Más de 90.000 espectadores ya llenaban el Nido ayer a las nueve de la mañana, expectantes por la primera carrera olímpica de Liu, y millones más seguían todos sus movimientos por el primer canal de la televisión china, que había organizado un tremendo despliegue. A las 11.35, un cuarto de hora antes, un helicóptero que sobrevolaba el óvalo del estadio enfocaba su teleobjetivo a las diez vallas milimétricamente colocadas en intervalos de 9,14 metros esperando las zancadas aladas de su héroe. La periodista, desde el aparato, dialoga con los dos presentadores del estudio, que la ponen en comunicación con otra compañera a pie de pista. Las cámaras del estadio enfocan a chinos felices, privilegiados seres con una entrada para el momento más esperado. Un corte publicitario precede a la salida al estadio del primer campeón olímpico del atletismo chino.
Las primeras imágenes muestran a un Liu que, evidentemente, no es feliz. Su cara es una mueca de dolor que se acentúa cuando pisa, cojeando, sobre el pie derecho. Ajusta los tacos, hace una salida de prueba y consigue saltar, muy suavemente, una valla. El segundo intento le cuesta más. Se derrumba en el suelo de rodillas. Intenta estirar. Poco después se levanta. Empieza a quitarse la camiseta, pero vacila y se esconde la cara detrás de la prenda a medio sacar. Se quita, en su lugar, el pantalón largo y, cuando, sentado en el suelo de la calle, aprieta el velcro de las zapatillas amarillas, da ya la sensación de no poder más. La presentación del locutor, saludada con un rugido atronador en las gradas, le pilla intentando despegar, dedos nerviosos, apresurados, la protección de las pegatinas con el número 2 que se pondrá apresuradamente en los muslos. No tiene tiempo de saludar. Ya está colocado en los tacos. Finalmente, pese a que parece imposible que pueda dar un paso, ni siquiera andando, menos aún corriendo, sin ver las estrellas, se arriesga a salir, aunque se sabe condenado al fracaso.

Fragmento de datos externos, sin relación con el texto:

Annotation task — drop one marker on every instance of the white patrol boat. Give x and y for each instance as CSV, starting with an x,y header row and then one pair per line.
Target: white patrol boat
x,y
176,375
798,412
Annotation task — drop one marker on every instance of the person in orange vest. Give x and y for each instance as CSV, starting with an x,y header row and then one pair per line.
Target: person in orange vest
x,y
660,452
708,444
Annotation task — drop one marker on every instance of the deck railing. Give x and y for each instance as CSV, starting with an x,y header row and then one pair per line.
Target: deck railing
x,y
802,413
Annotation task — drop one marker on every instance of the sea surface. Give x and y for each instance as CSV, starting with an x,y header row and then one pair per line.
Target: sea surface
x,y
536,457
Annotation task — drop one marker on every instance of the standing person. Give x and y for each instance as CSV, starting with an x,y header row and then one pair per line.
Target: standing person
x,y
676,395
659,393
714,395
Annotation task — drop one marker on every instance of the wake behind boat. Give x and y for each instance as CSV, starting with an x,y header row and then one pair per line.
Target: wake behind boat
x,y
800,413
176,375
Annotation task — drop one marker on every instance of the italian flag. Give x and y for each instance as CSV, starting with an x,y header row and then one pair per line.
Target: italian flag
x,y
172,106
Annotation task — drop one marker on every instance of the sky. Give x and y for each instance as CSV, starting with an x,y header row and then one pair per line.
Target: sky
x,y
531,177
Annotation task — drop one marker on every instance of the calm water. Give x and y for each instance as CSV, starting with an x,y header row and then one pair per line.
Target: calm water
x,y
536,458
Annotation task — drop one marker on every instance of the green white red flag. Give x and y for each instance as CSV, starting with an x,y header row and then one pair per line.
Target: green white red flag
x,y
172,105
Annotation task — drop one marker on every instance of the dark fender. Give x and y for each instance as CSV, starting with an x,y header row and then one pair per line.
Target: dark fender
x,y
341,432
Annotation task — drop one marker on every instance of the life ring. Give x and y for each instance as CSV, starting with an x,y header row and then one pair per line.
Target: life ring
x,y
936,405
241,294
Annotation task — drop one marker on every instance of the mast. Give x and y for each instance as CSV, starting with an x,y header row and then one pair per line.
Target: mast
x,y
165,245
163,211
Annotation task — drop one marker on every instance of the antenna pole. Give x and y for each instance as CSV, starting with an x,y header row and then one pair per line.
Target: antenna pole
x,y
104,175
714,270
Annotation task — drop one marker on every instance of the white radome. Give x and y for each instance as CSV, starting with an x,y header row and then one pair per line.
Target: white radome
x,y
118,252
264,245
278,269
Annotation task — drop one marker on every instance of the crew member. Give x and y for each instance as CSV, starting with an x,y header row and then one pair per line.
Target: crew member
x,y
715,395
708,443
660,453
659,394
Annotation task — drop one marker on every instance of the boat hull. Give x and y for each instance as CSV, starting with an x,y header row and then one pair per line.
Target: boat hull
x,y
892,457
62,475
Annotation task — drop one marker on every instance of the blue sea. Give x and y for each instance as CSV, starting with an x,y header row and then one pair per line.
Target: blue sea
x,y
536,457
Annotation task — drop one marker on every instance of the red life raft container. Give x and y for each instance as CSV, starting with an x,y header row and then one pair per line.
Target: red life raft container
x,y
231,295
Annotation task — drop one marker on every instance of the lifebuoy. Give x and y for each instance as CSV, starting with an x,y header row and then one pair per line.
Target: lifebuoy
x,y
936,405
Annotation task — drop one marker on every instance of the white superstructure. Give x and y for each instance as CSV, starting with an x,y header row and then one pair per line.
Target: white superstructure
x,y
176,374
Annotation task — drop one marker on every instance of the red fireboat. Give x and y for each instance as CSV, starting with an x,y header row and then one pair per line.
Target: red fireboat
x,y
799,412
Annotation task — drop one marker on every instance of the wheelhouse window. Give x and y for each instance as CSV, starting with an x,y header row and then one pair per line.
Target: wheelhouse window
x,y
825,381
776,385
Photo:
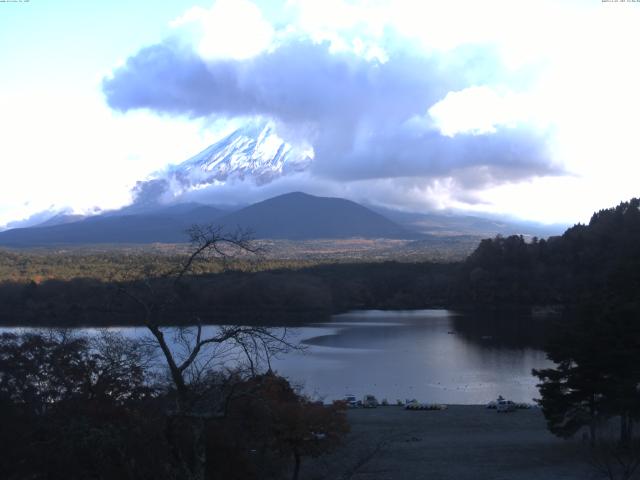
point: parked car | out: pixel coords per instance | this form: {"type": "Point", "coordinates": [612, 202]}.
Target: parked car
{"type": "Point", "coordinates": [505, 406]}
{"type": "Point", "coordinates": [351, 401]}
{"type": "Point", "coordinates": [369, 401]}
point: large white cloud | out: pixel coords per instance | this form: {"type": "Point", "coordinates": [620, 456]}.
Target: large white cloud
{"type": "Point", "coordinates": [466, 101]}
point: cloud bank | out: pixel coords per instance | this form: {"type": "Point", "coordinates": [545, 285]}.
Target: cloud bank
{"type": "Point", "coordinates": [367, 118]}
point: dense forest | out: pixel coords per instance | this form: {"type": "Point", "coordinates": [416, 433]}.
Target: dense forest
{"type": "Point", "coordinates": [600, 259]}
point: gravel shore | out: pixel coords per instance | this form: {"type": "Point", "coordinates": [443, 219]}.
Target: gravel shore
{"type": "Point", "coordinates": [459, 443]}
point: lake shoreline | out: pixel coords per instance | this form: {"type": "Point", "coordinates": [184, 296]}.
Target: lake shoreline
{"type": "Point", "coordinates": [463, 442]}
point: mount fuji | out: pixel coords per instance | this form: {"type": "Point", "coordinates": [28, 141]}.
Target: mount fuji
{"type": "Point", "coordinates": [254, 152]}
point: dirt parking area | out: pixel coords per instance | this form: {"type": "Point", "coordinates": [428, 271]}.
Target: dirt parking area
{"type": "Point", "coordinates": [459, 443]}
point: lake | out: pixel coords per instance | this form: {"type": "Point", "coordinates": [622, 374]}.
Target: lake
{"type": "Point", "coordinates": [430, 355]}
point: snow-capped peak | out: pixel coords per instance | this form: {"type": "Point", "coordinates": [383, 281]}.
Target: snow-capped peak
{"type": "Point", "coordinates": [253, 152]}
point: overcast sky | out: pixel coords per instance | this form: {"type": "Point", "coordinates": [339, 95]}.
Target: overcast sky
{"type": "Point", "coordinates": [523, 108]}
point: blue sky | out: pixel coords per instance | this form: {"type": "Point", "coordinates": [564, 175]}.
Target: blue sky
{"type": "Point", "coordinates": [528, 109]}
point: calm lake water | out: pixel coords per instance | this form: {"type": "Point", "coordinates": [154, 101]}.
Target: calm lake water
{"type": "Point", "coordinates": [430, 355]}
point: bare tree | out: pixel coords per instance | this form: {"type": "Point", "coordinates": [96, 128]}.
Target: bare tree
{"type": "Point", "coordinates": [190, 350]}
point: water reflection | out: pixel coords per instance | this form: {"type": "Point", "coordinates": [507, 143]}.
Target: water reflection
{"type": "Point", "coordinates": [430, 355]}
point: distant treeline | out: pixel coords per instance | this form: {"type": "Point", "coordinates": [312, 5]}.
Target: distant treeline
{"type": "Point", "coordinates": [598, 260]}
{"type": "Point", "coordinates": [278, 296]}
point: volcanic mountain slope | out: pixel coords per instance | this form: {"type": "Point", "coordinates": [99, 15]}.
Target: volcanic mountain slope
{"type": "Point", "coordinates": [165, 225]}
{"type": "Point", "coordinates": [254, 152]}
{"type": "Point", "coordinates": [291, 216]}
{"type": "Point", "coordinates": [297, 216]}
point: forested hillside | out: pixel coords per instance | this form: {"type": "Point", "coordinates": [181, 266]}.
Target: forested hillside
{"type": "Point", "coordinates": [601, 259]}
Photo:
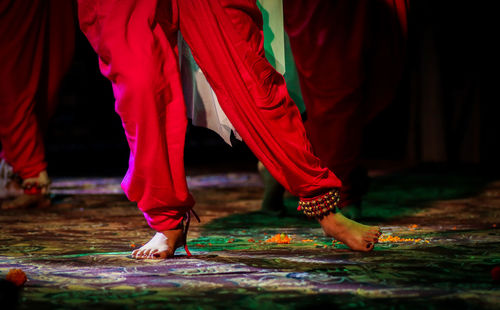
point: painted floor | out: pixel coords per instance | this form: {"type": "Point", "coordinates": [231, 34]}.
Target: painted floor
{"type": "Point", "coordinates": [440, 243]}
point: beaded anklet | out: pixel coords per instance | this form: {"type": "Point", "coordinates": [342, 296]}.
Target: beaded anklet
{"type": "Point", "coordinates": [320, 206]}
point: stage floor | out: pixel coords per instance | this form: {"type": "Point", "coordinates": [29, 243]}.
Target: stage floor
{"type": "Point", "coordinates": [440, 243]}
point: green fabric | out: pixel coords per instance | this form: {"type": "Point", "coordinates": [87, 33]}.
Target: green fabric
{"type": "Point", "coordinates": [278, 50]}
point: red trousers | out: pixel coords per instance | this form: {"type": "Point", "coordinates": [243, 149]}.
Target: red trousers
{"type": "Point", "coordinates": [137, 48]}
{"type": "Point", "coordinates": [350, 58]}
{"type": "Point", "coordinates": [37, 42]}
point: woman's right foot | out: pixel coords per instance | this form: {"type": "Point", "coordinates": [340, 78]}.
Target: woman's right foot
{"type": "Point", "coordinates": [161, 246]}
{"type": "Point", "coordinates": [356, 236]}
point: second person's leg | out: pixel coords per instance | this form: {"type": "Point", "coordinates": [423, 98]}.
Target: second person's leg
{"type": "Point", "coordinates": [226, 41]}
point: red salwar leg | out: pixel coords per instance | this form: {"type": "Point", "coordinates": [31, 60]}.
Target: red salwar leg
{"type": "Point", "coordinates": [139, 57]}
{"type": "Point", "coordinates": [37, 40]}
{"type": "Point", "coordinates": [225, 37]}
{"type": "Point", "coordinates": [226, 40]}
{"type": "Point", "coordinates": [349, 59]}
{"type": "Point", "coordinates": [227, 43]}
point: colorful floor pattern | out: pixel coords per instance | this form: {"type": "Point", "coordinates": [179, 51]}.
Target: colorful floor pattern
{"type": "Point", "coordinates": [439, 246]}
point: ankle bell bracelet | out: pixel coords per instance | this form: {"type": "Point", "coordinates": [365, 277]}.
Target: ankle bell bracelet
{"type": "Point", "coordinates": [321, 205]}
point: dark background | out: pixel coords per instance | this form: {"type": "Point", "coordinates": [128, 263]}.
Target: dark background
{"type": "Point", "coordinates": [444, 111]}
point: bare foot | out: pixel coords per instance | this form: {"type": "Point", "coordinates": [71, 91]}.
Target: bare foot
{"type": "Point", "coordinates": [27, 201]}
{"type": "Point", "coordinates": [161, 246]}
{"type": "Point", "coordinates": [357, 236]}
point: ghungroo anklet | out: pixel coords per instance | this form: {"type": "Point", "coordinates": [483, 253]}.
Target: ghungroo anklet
{"type": "Point", "coordinates": [320, 206]}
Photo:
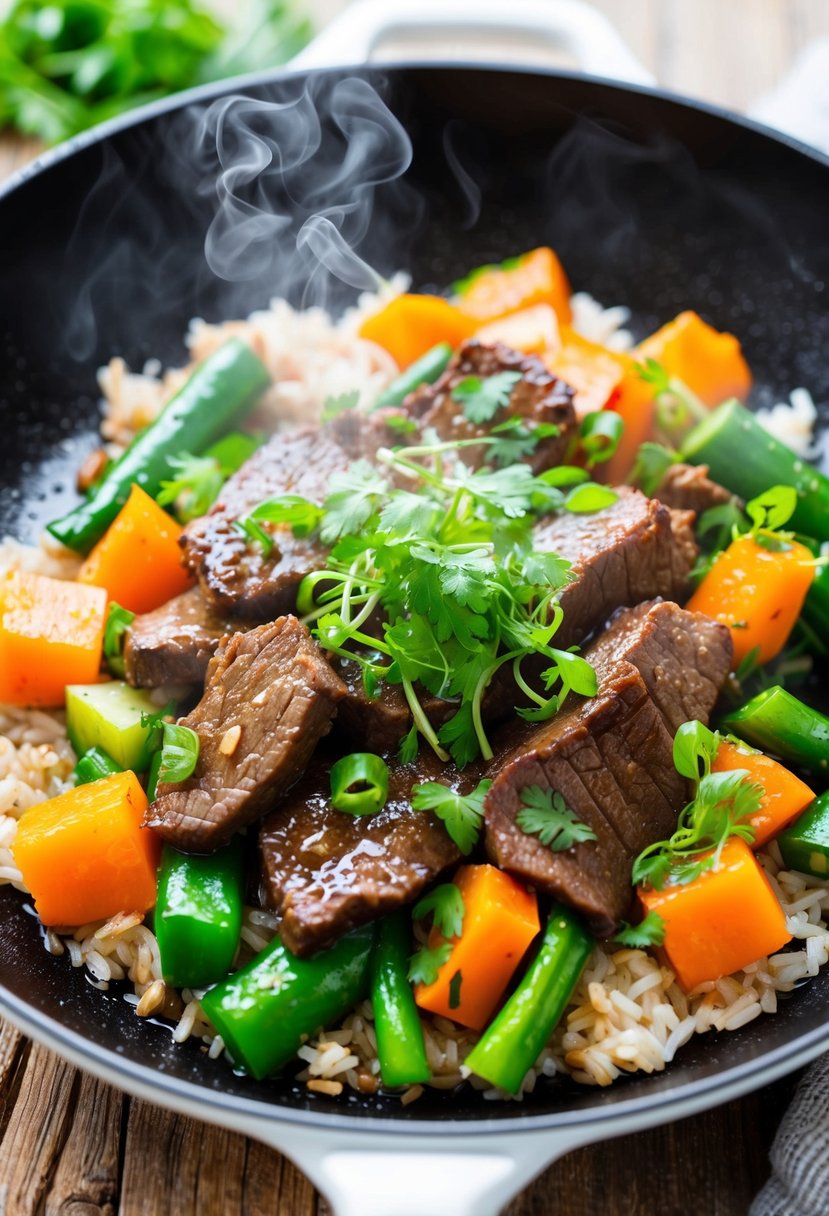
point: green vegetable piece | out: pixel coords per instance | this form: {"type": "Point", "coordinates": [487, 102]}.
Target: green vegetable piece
{"type": "Point", "coordinates": [777, 721]}
{"type": "Point", "coordinates": [400, 1045]}
{"type": "Point", "coordinates": [424, 370]}
{"type": "Point", "coordinates": [805, 843]}
{"type": "Point", "coordinates": [108, 716]}
{"type": "Point", "coordinates": [198, 915]}
{"type": "Point", "coordinates": [514, 1040]}
{"type": "Point", "coordinates": [722, 440]}
{"type": "Point", "coordinates": [94, 765]}
{"type": "Point", "coordinates": [220, 389]}
{"type": "Point", "coordinates": [265, 1011]}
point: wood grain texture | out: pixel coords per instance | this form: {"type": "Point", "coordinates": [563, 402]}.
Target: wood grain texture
{"type": "Point", "coordinates": [72, 1146]}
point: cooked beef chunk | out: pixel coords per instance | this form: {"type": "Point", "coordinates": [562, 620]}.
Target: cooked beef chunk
{"type": "Point", "coordinates": [689, 488]}
{"type": "Point", "coordinates": [269, 699]}
{"type": "Point", "coordinates": [327, 872]}
{"type": "Point", "coordinates": [537, 397]}
{"type": "Point", "coordinates": [175, 642]}
{"type": "Point", "coordinates": [610, 759]}
{"type": "Point", "coordinates": [633, 550]}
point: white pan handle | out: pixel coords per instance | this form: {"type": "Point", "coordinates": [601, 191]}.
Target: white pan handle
{"type": "Point", "coordinates": [569, 26]}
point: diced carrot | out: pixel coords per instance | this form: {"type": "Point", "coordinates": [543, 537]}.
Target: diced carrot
{"type": "Point", "coordinates": [84, 854]}
{"type": "Point", "coordinates": [500, 921]}
{"type": "Point", "coordinates": [757, 592]}
{"type": "Point", "coordinates": [535, 277]}
{"type": "Point", "coordinates": [593, 371]}
{"type": "Point", "coordinates": [51, 632]}
{"type": "Point", "coordinates": [137, 559]}
{"type": "Point", "coordinates": [533, 331]}
{"type": "Point", "coordinates": [411, 325]}
{"type": "Point", "coordinates": [784, 795]}
{"type": "Point", "coordinates": [720, 922]}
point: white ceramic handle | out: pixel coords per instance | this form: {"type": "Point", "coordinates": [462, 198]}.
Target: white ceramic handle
{"type": "Point", "coordinates": [569, 26]}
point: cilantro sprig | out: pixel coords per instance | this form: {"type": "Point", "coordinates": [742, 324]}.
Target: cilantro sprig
{"type": "Point", "coordinates": [722, 804]}
{"type": "Point", "coordinates": [443, 557]}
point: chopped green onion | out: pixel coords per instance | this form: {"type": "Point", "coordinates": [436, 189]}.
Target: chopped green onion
{"type": "Point", "coordinates": [360, 783]}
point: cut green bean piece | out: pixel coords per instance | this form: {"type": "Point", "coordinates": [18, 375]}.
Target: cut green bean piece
{"type": "Point", "coordinates": [513, 1041]}
{"type": "Point", "coordinates": [746, 460]}
{"type": "Point", "coordinates": [778, 722]}
{"type": "Point", "coordinates": [270, 1007]}
{"type": "Point", "coordinates": [424, 370]}
{"type": "Point", "coordinates": [400, 1045]}
{"type": "Point", "coordinates": [805, 844]}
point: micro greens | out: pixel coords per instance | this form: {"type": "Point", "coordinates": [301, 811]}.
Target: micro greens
{"type": "Point", "coordinates": [545, 814]}
{"type": "Point", "coordinates": [722, 804]}
{"type": "Point", "coordinates": [443, 556]}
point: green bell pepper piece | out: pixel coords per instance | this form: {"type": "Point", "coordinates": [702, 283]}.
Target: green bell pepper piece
{"type": "Point", "coordinates": [513, 1041]}
{"type": "Point", "coordinates": [400, 1045]}
{"type": "Point", "coordinates": [198, 915]}
{"type": "Point", "coordinates": [778, 722]}
{"type": "Point", "coordinates": [265, 1011]}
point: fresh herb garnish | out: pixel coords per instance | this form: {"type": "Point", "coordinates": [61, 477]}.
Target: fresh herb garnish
{"type": "Point", "coordinates": [462, 814]}
{"type": "Point", "coordinates": [545, 814]}
{"type": "Point", "coordinates": [480, 398]}
{"type": "Point", "coordinates": [114, 635]}
{"type": "Point", "coordinates": [445, 904]}
{"type": "Point", "coordinates": [180, 748]}
{"type": "Point", "coordinates": [649, 932]}
{"type": "Point", "coordinates": [722, 804]}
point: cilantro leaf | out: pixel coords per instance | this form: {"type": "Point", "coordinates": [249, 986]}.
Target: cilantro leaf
{"type": "Point", "coordinates": [424, 966]}
{"type": "Point", "coordinates": [649, 932]}
{"type": "Point", "coordinates": [545, 814]}
{"type": "Point", "coordinates": [462, 814]}
{"type": "Point", "coordinates": [481, 399]}
{"type": "Point", "coordinates": [445, 904]}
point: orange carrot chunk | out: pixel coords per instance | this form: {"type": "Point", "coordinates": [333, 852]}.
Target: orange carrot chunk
{"type": "Point", "coordinates": [535, 277]}
{"type": "Point", "coordinates": [720, 922]}
{"type": "Point", "coordinates": [757, 592]}
{"type": "Point", "coordinates": [84, 854]}
{"type": "Point", "coordinates": [411, 325]}
{"type": "Point", "coordinates": [500, 921]}
{"type": "Point", "coordinates": [784, 795]}
{"type": "Point", "coordinates": [51, 632]}
{"type": "Point", "coordinates": [137, 559]}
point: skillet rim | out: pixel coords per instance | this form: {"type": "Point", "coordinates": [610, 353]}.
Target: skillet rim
{"type": "Point", "coordinates": [703, 1091]}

Una salida nula le libera. El holandés Van der Westen, en la calle 5, se adelanta al sonido de la pistola. Cuando un segundo disparo frena en seco la carrera, mientras todos los demás atletas terminan de saltar la primera valla, Liu no ha podido ni llegar allí. Al quinto paso, se trastabilla. Cojeando, se da media vuelta. Se arranca las pegatinas y sin parar, liberado de un peso que le ha oprimido durante los últimos cuatro años, se dirige directamente, de vuelta, a la cámara de llamadas. Los Juegos continúan sin él.
La voz monótona del locutor de la televisión estatal no se inmuta. No hay gritos. Con la misma suavidad, sin aspavientos, su rostro marcado por el acné inexpresivo, Liu se sienta en el suelo en la cámara de llamadas. Se descalza y, mientras un masajista le pone una bolsa de hielo en el tobillo, desea quizá volver a ser el anónimo hijo de un camionero de Shanghai cuyo talento increíble descubrió Sun hace 12 años en vez del héroe que no llegó a su cita con el destino.